Trump adviser Bannon criminally charged for defying Jan. 6 subpoena


Gifted One
Staff member
Apr 16, 2021
Perched on a rock in Canada
Stephen Bannon, a prominent adviser to former U.S. President Donald Trump, has been criminally charged for defying a subpoena issued by a congressional committee investigating the Jan. 6 attack on the Capitol, the Justice Department said on Friday.

Bannon has refused to cooperate with the House of Representatives select committee seeking his testimony and documents, citing Trump's insistence - already rejected by one judge - that he has a right to keep the requested material confidential under a legal doctrine called executive privilege.

Bannon, 67, was charged with one count of contempt of Congress for refusing to appear for a deposition and a second count for refusing to produce documents. Contempt of Congress is a misdemeanor punishable by up to one year in jail and a maximum fine of $100,000.

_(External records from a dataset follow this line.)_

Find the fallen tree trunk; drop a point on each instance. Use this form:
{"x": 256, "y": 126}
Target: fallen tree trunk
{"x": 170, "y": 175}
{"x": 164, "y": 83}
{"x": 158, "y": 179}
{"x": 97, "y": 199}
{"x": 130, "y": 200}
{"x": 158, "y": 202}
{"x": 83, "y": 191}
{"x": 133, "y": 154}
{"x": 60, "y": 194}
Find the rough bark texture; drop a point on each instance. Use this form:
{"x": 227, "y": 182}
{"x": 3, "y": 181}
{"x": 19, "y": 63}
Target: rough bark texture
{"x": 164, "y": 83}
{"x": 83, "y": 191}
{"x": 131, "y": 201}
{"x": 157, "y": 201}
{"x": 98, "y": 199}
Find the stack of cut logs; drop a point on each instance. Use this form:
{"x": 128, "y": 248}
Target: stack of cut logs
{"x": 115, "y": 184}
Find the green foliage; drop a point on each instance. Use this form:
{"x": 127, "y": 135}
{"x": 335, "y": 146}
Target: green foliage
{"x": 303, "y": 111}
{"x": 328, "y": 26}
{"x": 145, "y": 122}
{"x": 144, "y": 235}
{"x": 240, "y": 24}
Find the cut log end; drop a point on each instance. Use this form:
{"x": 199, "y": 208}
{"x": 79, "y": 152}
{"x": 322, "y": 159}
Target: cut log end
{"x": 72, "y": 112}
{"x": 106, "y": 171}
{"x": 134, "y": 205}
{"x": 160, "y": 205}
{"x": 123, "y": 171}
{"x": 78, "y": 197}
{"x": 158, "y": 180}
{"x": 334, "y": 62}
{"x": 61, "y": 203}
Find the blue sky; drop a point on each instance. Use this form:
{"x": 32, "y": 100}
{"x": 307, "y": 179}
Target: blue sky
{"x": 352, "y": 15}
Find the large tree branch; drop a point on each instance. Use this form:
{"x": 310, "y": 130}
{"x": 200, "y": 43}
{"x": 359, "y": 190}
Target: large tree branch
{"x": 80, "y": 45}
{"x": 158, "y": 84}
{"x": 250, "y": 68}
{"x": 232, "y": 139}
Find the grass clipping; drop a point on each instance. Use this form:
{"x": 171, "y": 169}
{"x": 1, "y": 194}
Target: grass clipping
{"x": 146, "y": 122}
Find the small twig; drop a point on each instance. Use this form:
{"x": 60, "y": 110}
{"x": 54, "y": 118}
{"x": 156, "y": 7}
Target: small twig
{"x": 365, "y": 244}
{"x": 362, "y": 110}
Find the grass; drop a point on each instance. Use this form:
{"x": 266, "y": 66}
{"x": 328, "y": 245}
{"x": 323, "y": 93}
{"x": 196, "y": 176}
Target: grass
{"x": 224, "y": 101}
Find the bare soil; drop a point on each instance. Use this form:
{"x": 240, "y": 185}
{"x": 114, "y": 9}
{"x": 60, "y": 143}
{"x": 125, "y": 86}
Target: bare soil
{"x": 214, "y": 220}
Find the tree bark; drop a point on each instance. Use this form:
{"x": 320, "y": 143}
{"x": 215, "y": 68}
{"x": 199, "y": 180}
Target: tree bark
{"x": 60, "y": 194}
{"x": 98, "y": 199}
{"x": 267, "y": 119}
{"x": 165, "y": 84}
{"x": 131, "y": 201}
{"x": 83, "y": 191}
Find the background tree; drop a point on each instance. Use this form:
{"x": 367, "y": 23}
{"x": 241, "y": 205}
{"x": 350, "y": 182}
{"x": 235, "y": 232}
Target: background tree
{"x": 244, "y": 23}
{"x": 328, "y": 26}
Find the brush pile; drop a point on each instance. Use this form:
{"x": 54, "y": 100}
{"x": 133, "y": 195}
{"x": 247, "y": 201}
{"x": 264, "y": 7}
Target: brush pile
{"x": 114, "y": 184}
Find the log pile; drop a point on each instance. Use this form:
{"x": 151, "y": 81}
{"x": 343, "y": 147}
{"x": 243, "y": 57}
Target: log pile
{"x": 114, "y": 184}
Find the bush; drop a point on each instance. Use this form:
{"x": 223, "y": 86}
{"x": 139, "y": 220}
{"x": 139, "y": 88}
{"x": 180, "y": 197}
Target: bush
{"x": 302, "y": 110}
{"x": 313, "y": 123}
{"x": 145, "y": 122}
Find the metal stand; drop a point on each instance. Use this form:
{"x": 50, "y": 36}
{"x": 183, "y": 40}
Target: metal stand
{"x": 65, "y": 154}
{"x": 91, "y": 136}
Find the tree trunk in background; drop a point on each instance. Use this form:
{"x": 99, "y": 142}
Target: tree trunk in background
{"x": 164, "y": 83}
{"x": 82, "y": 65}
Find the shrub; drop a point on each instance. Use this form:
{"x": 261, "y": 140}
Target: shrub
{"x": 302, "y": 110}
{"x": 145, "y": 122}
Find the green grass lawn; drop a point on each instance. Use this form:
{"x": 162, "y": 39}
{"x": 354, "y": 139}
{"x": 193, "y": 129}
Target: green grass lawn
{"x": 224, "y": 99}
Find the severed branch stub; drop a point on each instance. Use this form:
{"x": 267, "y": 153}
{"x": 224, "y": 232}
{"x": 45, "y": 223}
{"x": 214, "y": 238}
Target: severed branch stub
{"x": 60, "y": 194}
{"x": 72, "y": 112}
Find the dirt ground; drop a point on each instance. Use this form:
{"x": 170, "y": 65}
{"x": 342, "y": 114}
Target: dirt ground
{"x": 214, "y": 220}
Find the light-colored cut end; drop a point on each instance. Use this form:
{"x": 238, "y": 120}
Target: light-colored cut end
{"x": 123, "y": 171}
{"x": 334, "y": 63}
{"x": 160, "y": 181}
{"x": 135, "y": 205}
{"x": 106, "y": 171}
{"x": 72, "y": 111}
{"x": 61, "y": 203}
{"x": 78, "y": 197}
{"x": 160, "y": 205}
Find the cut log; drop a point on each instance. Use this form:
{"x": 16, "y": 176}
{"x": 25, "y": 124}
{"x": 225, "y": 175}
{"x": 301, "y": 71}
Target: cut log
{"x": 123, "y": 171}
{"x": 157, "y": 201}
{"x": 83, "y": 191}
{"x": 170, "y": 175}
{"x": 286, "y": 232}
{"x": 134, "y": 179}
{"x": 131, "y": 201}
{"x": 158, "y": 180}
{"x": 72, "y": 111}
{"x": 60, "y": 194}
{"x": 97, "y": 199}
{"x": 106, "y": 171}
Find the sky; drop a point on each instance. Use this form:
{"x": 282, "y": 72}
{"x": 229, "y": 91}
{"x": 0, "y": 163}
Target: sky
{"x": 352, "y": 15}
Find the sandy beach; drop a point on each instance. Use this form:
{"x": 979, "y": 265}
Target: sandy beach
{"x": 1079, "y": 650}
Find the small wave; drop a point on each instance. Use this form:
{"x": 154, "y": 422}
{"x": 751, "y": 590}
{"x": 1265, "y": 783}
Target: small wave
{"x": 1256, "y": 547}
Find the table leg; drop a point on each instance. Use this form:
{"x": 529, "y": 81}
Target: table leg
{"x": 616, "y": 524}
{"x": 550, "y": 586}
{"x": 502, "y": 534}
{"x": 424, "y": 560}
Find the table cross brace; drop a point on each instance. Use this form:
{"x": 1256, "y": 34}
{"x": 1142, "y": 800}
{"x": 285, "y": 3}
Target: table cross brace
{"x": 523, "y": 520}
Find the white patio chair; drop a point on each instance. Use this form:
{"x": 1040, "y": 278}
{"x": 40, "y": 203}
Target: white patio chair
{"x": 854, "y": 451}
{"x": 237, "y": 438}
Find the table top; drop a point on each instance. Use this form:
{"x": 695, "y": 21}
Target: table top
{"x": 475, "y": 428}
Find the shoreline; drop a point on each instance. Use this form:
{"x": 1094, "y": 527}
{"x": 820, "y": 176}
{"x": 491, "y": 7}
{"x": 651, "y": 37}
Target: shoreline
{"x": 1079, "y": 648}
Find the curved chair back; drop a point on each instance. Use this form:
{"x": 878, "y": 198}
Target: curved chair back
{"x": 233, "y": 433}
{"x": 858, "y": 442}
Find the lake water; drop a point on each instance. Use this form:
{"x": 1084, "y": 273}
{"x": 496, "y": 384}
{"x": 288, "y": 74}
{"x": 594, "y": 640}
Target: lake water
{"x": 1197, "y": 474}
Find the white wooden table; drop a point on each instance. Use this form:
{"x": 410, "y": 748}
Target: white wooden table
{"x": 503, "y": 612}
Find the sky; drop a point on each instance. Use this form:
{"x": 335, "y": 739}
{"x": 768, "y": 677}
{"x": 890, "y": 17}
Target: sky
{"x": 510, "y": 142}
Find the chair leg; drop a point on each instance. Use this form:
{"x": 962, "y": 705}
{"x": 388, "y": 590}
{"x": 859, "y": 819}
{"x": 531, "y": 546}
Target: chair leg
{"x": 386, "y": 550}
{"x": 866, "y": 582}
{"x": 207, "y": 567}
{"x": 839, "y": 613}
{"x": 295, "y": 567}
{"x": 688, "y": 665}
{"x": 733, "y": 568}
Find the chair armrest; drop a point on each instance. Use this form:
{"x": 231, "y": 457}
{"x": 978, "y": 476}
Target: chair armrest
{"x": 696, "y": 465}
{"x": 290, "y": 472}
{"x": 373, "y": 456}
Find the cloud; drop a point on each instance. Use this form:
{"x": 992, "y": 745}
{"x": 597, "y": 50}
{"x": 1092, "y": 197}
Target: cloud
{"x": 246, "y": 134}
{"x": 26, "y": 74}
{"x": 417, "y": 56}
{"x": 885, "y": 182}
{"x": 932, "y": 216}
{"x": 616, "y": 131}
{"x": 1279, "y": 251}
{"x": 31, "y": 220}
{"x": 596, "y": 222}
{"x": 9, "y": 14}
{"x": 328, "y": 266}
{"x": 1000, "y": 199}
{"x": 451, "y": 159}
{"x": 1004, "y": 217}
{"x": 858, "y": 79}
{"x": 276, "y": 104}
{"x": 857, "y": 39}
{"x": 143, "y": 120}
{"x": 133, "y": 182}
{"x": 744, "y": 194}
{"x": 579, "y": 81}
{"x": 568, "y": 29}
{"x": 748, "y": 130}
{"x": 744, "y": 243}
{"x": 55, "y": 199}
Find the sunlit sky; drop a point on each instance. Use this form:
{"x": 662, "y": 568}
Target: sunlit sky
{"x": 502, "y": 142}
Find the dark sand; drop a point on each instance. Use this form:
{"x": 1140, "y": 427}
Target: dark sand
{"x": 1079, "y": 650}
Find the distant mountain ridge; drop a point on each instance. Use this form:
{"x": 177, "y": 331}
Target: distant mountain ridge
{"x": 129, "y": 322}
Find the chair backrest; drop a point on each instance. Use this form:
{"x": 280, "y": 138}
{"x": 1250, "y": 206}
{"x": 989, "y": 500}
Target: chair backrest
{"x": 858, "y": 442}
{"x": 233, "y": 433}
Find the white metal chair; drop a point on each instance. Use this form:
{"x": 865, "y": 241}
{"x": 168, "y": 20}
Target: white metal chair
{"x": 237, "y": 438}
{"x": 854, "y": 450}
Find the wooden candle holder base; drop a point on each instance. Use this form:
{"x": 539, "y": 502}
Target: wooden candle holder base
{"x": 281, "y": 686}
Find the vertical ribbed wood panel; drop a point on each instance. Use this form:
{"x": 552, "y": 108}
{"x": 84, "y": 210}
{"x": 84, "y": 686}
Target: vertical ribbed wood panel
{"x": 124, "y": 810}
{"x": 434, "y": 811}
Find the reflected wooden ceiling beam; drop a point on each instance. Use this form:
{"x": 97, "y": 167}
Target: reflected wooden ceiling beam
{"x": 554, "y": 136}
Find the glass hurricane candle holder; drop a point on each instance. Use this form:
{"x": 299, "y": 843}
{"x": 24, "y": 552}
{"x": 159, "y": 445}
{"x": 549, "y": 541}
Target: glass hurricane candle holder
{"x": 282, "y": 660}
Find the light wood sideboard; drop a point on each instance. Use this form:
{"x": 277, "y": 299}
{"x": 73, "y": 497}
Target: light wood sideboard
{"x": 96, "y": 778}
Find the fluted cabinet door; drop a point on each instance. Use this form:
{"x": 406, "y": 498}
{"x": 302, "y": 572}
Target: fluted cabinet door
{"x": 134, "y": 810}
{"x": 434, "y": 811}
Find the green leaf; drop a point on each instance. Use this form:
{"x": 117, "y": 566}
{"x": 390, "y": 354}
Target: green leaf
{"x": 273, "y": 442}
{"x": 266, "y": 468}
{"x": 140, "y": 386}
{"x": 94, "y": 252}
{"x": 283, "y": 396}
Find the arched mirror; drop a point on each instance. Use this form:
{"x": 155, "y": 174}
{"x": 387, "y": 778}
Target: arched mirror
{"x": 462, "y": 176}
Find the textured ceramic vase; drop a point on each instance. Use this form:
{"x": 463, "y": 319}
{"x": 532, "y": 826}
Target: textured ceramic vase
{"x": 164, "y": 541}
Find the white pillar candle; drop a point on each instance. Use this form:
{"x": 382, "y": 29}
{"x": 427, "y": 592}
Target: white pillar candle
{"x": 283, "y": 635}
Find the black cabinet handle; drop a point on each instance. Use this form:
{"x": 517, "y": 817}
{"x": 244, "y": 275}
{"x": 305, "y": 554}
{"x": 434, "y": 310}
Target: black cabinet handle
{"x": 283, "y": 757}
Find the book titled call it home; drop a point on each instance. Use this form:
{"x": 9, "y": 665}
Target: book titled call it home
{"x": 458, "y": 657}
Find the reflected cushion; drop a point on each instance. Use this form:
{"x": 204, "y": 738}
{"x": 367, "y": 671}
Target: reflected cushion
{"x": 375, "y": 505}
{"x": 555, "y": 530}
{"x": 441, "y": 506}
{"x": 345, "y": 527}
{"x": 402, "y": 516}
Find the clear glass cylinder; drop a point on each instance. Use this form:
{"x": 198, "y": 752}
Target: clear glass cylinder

Trump has sought to stonewall the committee, which is scrutinizing his actions relating to the deadly Capitol riot, and urged his former associates not to cooperate. The decision to charge Bannon may bolster the committee's efforts to secure testimony and documents from other Trump advisers.

Bannon's indictment was announced just hours after Trump's former White House chief of staff Mark Meadows refused to appear for a deposition before the committee, risking being also found in contempt of Congress.

Bannon, a prominent figure in conservative media circles who previously headed the Breitbart News website, served as chief strategist for Trump in the White House after playing a senior role in his 2016 election campaign. Bannon continued to offer Trump advice even after leaving his White House post in 2017.

It is the second time in two years that Bannon has faced criminal charges. Bannon was charged in 2020 with defrauding donors to We Build the Wall, a private fund-raising effort to boost Trump's wall project along the U.S.-Mexican border, and arrested aboard a yacht belonging to a fugitive Chinese billionaire. Trump subsequently issued a pardon to Bannon before that case could go to trial.

Bannon did not immediately respond to a request for comment.

The Democratic-led House of Representatives voted to hold Bannon in contempt of Congress in October. Most of Trump's fellow Republicans in Congress opposed creating an independent commission or a committee to investigate the events surrounding Jan. 6.

On that day, a mob of Trump supporters rioted at the Capitol in a failed bid to prevent formal congressional certification of President Joe Biden's election victory. Before the riot, Trump gave a speech to his supporters repeating his false claims that the election was stolen from him and urged them to go to the Capitol and "fight like hell" to "stop the steal."

The committee has said that Bannon made public statements suggesting he knew ahead of time about "extreme events" that would take place on Jan. 6. Bannon said on a Jan. 5 podcast that "all hell is going to break loose tomorrow."

After the House voted to hold Bannon in contempt, it was up to the Justice Department, headed by Attorney General Merrick Garland, to decide whether to actually bring criminal charges.

Garland addressed the issue in the statement announcing the indictment, saying that his department "adheres to the rule of law, follows the facts and the law and pursues equal justice under the law."

Trump on Oct. 18 sued the select committee and the National Archives, which holds material dating from his presidency, in a bid to keep hundreds of pages of White House records secret. A judge rejected Trump's lawsuit on Tuesday, saying the public interest in learning about Trump's actions on Jan. 6 was paramount. Trump has appealed that ruling.

The committee said on Friday it may seek to hold Meadows in contempt of Congress for likewise defying its subpoenas. If supported by the full House, that would allow the Justice Department to prosecute Meadows as well. Meadows's lawyer maintains that senior White House aides cannot be forced to testify.

The last successful prosecution for contempt of Congress was in 1974 when a judge found G. Gordon Liddy, a conspirator in the Watergate scandal that drove President Richard Nixon to resign, guilty.